ACCFIN COMPANY LAW
Guide
×

9.1 INTRODUCTION

The share capital maintenance routines have changed from one of tracking the number of shares in issue by the CIPC to placing more emphasis on changes to the MOI and keeping these changes up to date. The structure of the share capital must be kept up to date in the MOI. The CIPC does not need to know about shares in issue. It is very important that the registered office has all the necessary registers available for inspection and that this is up to date.
Under the old act, we produced a set of forms and selected Table A or B and made changes to the articles required. In smaller companies, it was rare to make changes to the Articles as mostly table B was used.  Now with the emphasis on the MOI and the one size fits all approach we need to make sure it is in harmony with the new act and we need to run the process of change very professionally. I can’t tell you how many times where interested parties on inspecting a register of special resolutions can’t get it or it is not correct which makes it very embarrassing for the Secretarial Practitioner.

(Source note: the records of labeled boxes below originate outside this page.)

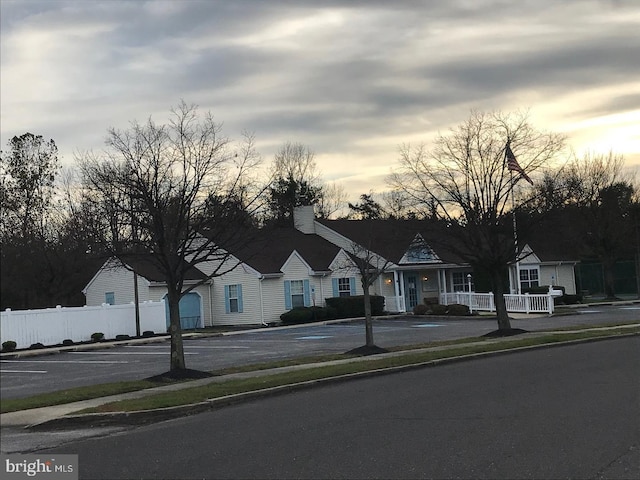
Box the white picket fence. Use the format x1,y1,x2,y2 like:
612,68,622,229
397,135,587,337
0,302,167,348
440,290,562,315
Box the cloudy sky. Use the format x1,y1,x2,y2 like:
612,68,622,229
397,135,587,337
0,0,640,197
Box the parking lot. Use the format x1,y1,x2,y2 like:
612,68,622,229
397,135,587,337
0,304,640,398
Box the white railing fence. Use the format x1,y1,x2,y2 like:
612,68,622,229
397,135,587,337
0,302,167,348
440,290,558,314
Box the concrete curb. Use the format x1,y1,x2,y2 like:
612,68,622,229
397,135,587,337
25,332,640,431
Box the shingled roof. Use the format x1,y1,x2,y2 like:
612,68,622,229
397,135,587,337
232,227,340,274
318,219,464,265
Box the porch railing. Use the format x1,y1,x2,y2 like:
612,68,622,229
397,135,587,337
440,291,555,314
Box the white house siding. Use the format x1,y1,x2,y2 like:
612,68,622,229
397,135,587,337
211,265,262,325
85,267,151,306
149,284,212,327
540,264,576,295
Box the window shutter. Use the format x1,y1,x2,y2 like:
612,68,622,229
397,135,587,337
302,280,311,307
284,280,293,310
224,285,231,313
349,277,356,295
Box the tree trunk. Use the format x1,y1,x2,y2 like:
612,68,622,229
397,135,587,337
167,288,186,371
602,258,616,300
364,286,375,347
491,272,511,330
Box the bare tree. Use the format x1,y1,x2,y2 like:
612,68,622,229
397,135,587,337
390,111,564,330
272,142,321,187
0,133,60,239
348,243,390,349
79,102,262,373
316,182,347,218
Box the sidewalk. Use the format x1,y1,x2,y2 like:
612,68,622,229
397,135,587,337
0,324,639,429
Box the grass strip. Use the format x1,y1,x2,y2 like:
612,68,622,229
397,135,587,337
0,380,158,413
81,328,640,413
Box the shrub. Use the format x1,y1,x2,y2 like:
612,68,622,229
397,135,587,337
555,293,582,305
522,285,565,295
2,340,18,352
447,303,469,317
429,303,447,315
413,303,429,315
280,307,336,325
91,332,104,342
326,295,384,318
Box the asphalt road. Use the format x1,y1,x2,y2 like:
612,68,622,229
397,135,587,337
33,337,640,479
0,304,640,398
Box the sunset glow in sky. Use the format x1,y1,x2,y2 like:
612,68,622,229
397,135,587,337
0,0,640,197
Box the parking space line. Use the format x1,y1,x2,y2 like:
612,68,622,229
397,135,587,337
69,352,198,355
0,360,129,364
0,370,47,373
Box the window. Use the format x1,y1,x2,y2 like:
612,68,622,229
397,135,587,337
338,278,351,297
520,268,540,289
451,272,475,292
224,284,242,313
331,277,356,297
104,292,116,305
284,280,311,310
291,280,304,308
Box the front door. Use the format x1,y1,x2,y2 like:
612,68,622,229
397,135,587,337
164,292,202,330
405,274,418,310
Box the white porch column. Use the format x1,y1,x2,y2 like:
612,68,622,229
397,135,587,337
393,270,407,312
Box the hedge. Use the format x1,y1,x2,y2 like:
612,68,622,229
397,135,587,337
280,307,337,325
326,295,384,318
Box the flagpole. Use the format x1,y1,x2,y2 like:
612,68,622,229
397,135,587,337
509,170,522,295
504,140,533,295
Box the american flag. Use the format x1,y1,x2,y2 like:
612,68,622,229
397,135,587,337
504,142,533,185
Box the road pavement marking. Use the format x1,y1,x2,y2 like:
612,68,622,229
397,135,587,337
69,352,198,355
0,360,129,364
0,370,47,373
125,344,249,350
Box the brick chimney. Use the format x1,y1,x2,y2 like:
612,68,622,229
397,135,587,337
293,205,316,234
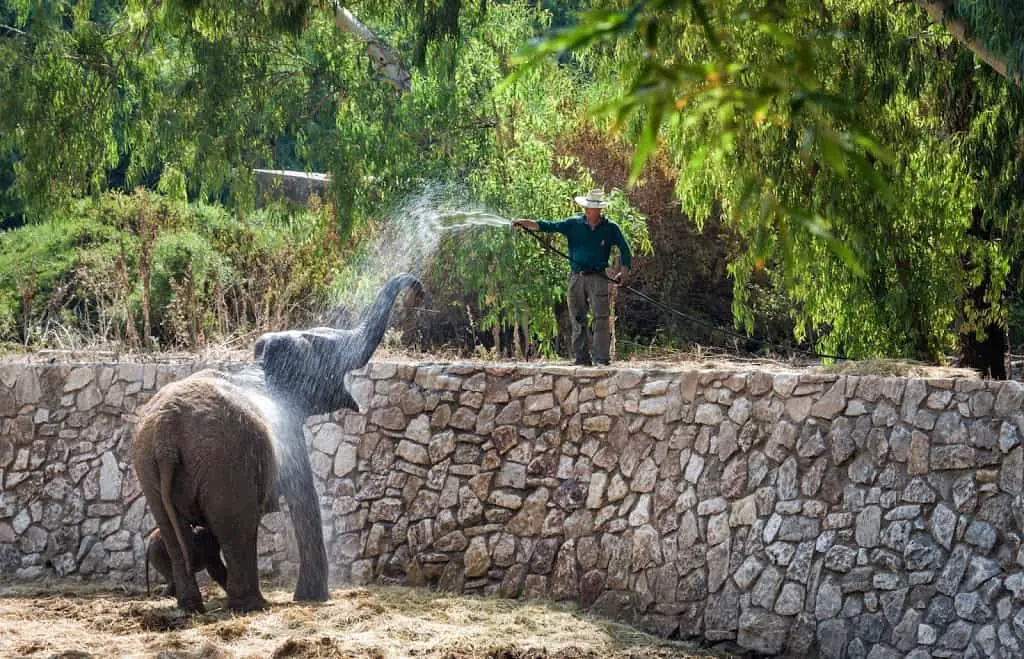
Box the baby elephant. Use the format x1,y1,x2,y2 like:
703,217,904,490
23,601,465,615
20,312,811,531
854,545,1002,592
145,526,227,598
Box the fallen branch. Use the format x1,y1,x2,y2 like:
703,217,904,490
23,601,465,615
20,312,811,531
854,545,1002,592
913,0,1021,85
334,2,413,92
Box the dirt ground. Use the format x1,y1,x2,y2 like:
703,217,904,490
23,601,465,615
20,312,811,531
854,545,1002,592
0,584,728,659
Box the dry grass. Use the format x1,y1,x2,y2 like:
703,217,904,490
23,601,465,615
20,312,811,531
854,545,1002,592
0,585,727,659
0,344,980,380
816,359,981,380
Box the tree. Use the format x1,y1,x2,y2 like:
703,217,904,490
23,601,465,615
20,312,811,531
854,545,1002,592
523,0,1021,360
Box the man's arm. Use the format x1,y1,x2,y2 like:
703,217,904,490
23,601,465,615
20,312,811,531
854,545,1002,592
512,218,541,231
615,226,633,283
512,218,568,233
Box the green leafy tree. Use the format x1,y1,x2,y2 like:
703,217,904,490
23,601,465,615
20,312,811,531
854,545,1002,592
516,0,1020,360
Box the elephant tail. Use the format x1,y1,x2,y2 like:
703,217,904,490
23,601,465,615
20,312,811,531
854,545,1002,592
157,459,194,574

Changes to the MOI require a special resolution and the submission of Form CoR 15.2. There are other transactions or events that also require a special resolution. Not all special resolutions need to be filed with the CIPC.
There are 2 kinds of resolution an ordinary resolution and a special resolution. A resolution is a decision to be taken by the company at a meeting of shareholders, which is called with proper notice and then voted upon at the meeting in terms of the law and the MOI.
Directors can also have a meeting and pass a director’s resolution. The shareholders or the directors resolve that something is to be carried out on a decision that is to be taken. An ordinary resolution requires a vote of more than 50% to pass and a special resolution requires a vote of 75% as a rule but in certain instances this can be modified by the MOI. I.e. 65% for the special resolution and 60% for the ordinary resolution.
Directors can take resolutions that they are authorised to make in regard to management decisions and resolutions they are entitled to make in terms of the act and the MOI. They would need to refer certain decisions back to the shareholders where they are not authorised to make those decisions in terms of the act and the MOI.